Cameron Alan C, Bogie James, Abdul-Rahim Azmil H, Ahmed Niaz, Mazya Michael, Mikulik Robert, Hacke Werner, Lees Kennedy R
1Institute of Cardiovascular and Medical Sciences, University of Glasgow, Glasgow, UK.
2Institute of Neuroscience and Psychology, University of Glasgow, Glasgow, UK.
Eur Stroke J. 2018 Mar;3(1):39-46. doi: 10.1177/2396987317747737. Epub 2017 Dec 8.
Thrombolysis usage in ischaemic stroke varies across sites. Divergent advice from professional guidelines and product labels may contribute.
We analysed SITS-International registry patients enrolled January 2010 through June 2016. We grouped sites into organisational tertiles by number of patients arriving ≤2.5 h and treated ≤3 h, percentage arriving ≤2.5 h and treated ≤3 h, and numbers treated ≤3 h. We assigned scores of 1-3 (lower/middle/upper) per variable and 2 for onsite thrombectomy. We classified sites as lower efficiency (summed scores 3-5), medium efficiency (6-8) or higher efficiency (9-11). Sites were also grouped by adherence with European product label and ESO guideline: 'label adherent' (>95% on-label), 'guideline adherent' (≥5% off-label, ≥95% on-guideline) or 'guideline non-adherent' (>5% off-guideline). We cross-tabulated site-efficiency and adherence. We estimated the potential benefit of universally selecting by ESO guidance, using onset-to-treatment time-specific numbers needed to treat for day 90 mRS 0-1.
A total of 56,689 patients at 597 sites were included: 163 sites were higher efficiency, 204 medium efficiency and 230 lower efficiency. Fifty-six sites were 'label adherent', 204 'guideline adherent' and 337 'guideline non-adherent'. There were strong associations between site-efficiency and adherence (P < 0.001). Almost all 'label adherent' sites (55, 98%) were lower efficiency. If all patients were treated by ESO guidelines, an additional 17,031 would receive alteplase, which translates into 1922 more patients with favourable three-month outcomes.
Adherence with product labels is highest in lower efficiency sites. Closer alignment with professional guidelines would increase patients treated and favourable outcomes.
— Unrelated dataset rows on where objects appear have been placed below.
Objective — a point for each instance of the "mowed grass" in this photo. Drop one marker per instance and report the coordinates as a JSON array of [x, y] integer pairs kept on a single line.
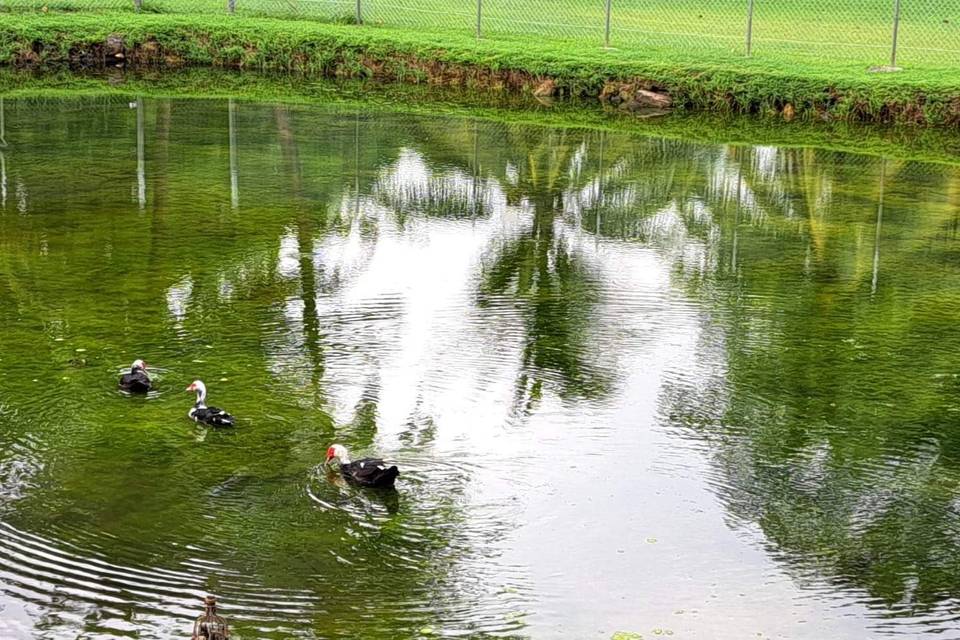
[[825, 32]]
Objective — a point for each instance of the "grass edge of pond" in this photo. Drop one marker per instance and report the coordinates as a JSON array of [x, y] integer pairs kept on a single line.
[[901, 142], [831, 91]]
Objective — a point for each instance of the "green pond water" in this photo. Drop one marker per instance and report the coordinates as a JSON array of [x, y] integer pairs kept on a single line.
[[632, 384]]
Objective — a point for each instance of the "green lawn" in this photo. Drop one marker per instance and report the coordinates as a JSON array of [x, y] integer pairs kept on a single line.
[[817, 31]]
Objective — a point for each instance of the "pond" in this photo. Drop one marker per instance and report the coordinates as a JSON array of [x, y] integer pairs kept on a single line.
[[633, 384]]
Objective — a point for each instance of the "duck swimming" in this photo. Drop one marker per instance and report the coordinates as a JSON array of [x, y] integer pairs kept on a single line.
[[367, 472], [137, 381], [201, 413]]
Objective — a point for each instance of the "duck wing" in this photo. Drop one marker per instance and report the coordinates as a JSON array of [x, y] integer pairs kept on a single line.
[[135, 381], [213, 416], [370, 472]]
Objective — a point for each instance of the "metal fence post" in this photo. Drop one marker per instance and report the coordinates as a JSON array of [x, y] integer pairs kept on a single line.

Product labels should be revised to allow treatment of patients ≤4.5 h from onset and aged ≥80 years.
缺血性卒中溶栓治疗的应用在不同地点存在差异。专业指南和产品标签的不同建议可能是原因之一。
我们分析了2010年1月至2016年6月纳入SITS-国际注册研究的患者。我们根据到达时间≤2.5小时且治疗时间≤3小时的患者数量、到达时间≤2.5小时且治疗时间≤3小时的患者百分比以及治疗时间≤3小时的患者数量,将各地点分为组织三分位数。我们为每个变量赋予1 - 3分(低/中/高),现场进行血栓切除术的地点赋予2分。我们将各地点分类为低效率(总分3 - 5分)、中等效率(6 - 8分)或高效率(9 - 11分)。各地点还根据对欧洲产品标签和欧洲卒中组织(ESO)指南的遵循情况进行分组:“标签遵循”(>95%符合标签)、“指南遵循”(≥5%不符合标签,≥95%符合指南)或“指南不遵循”(>5%不符合指南)。我们对地点效率和遵循情况进行交叉制表。我们使用90天改良Rankin量表(mRS)评分为0 - 1时特定治疗时间所需治疗人数,估计普遍按照ESO指南选择治疗的潜在益处。
共纳入597个地点的56689例患者:163个地点为高效率,204个为中等效率,230个为低效率。56个地点“标签遵循”,204个“指南遵循”,337个“指南不遵循”。地点效率与遵循情况之间存在强关联(P < 0.001)。几乎所有“标签遵循”的地点(55个,98%)为低效率地点。如果所有患者都按照ESO指南进行治疗,将有额外17,031例患者接受阿替普酶治疗,这意味着三个月预后良好的患者将增加1922例。
低效率地点对产品标签的遵循程度最高。更紧密地遵循专业指南将增加接受治疗的患者数量并改善预后。
应修订产品标签,以允许对发病时间≤4.5小时且年龄≥80岁的患者进行治疗。